Kaden’s thumb strokes my cheek. “I’m sorry I … couldn’t keep my promise.”
“Don’t say that.” I shake my head vehemently, refusing to accept the finality in his tone. “You’re going to be okay. Keep pressure on it. We’ll get you help. We’ll?—”
My conviction dissolves into a sob, the enormity of the situation starting to close in on me.
I glance around frantically, searching for something, anything to stem the flow of blood. But there’s nothing except carnage… and the person who fired the gun.
The acrid scent of gunpowder stings my nostrils.
That shot, it didn’t come from Morelli.
It came from behind me.
I dive for Kaden’s fallen weapon, my fingers closing around the grip. The cool metal slides against my sweaty palms as Iraise it, aiming at the columns of servers, some sparking with broken wires, others blinking frantic green lights. The overhead emergency lights cast an unearthly red over this entire hellscape, and I can’t pinpoint a thing.
I whip the gun to the left, then to the right, my arms trembling as I hold them stiff.
Casual footsteps echo straight ahead. I grip the gun tighter, my gaze darting through the spaces between the servers. My breaths shorten.
A figure steps out of the shadows, the dim light glinting off the barrel of a pistol. Slender fingers wrap around the grip, wisps of smoke curling from the muzzle. Their silhouette becomes clearer as they step directly under an overhead light, and she takes stock of Morelli’s lifeless body.
She.
A woman.
She’s tall and lithe, her stride relaxed yet predatory, and dressed in tactical gear not unlike Kaden’s, her dark hair pulled back in a severe ponytail.
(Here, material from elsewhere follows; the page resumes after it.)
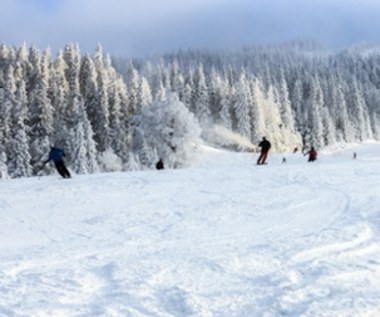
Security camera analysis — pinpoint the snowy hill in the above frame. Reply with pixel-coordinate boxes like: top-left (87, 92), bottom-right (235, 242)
top-left (0, 143), bottom-right (380, 317)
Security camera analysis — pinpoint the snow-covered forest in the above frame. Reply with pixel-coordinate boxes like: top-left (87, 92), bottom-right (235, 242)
top-left (0, 42), bottom-right (380, 178)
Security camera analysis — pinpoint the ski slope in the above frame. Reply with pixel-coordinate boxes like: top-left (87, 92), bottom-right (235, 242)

She gives a quick survey of Morelli’s corpse with pursed, disappointed lips, then turns to me.
My arms begin to ache from holding the gun steady, but I don’t dare lower it.
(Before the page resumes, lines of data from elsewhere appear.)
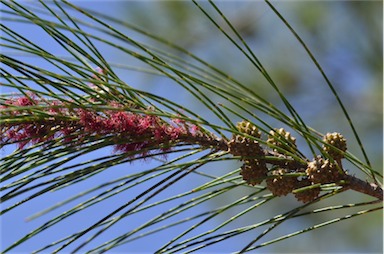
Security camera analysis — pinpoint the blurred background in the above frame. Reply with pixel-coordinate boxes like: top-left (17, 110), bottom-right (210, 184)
top-left (1, 1), bottom-right (383, 253)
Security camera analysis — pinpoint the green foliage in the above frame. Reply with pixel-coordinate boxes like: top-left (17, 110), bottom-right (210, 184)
top-left (0, 1), bottom-right (382, 253)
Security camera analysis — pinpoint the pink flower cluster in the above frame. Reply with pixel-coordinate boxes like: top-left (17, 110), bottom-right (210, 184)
top-left (0, 97), bottom-right (199, 153)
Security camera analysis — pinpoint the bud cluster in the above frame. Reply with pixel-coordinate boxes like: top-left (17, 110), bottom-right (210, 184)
top-left (228, 121), bottom-right (346, 203)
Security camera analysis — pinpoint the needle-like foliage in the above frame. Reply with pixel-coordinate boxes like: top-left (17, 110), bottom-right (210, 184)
top-left (0, 1), bottom-right (383, 253)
“Who are you?” I demand, my voice shaking despite my efforts to keep it level.
The woman stops a few feet away, her head tilting as she regards me with an eerie calm. Her face is angular, all sharp cheekbones and a pointed chin, her features strangely familiar, yet I’ve never seen her before.
“Layla Verona,” she says, her voice a smooth alto. “The innocent little coder caught up in the big, bad world.”
I flinch at the use of my name, my finger tightening on the trigger. “How do you know who Iam?”
Her lips curve into a smile devoid of warmth. “I know everything about you. Just like I know everything about him.”
She nods toward Kaden, who shifts in my lap, groaning in pain as he tries to lift his head. His gaze locks onto the woman, and a tattered sound escapes his lips. “Cassie?”
The name slams into me, the gun nearly slipping from my grasp. “What?”
Kaden struggles to prop himself up, his face ashen. I try to hold him still, terrified he’ll bleed out faster if he moves, but he’s determined.
“Cassandra?” he asks again in a wet whisper.
My head spins as I look between them, the pieces refusing to click into place. This can’t be right. Kaden must be hallucinating. It’s impossible...
Cassie’s grin widens, but there’s no joy in it. “Hey, Dad. It’s been a long time.”
“Cassie … how?” Kaden grits out between labored breaths. “Morelli said…”
“That he buried me?” Cassie finishes, a harsh laugh escaping her. “Oh, he did. In a coffin, with nothing but the dark and the sounds of my own screams for company.”
I stop breathing, horror seizing my lungs at the image she creates in my head. Kaden’s face drains of what little color it had left, his lips parting in a silent cry of anguish.
Cassie continues, her voice flat, detached. “He kept me in that box for days, letting me scream myself hoarse, letting me shit and piss myself, the hunger and thirst gnawing at my insides until I thought I would go mad. And just when I was on the brink, when I thought death would be a mercy, he dug me up.”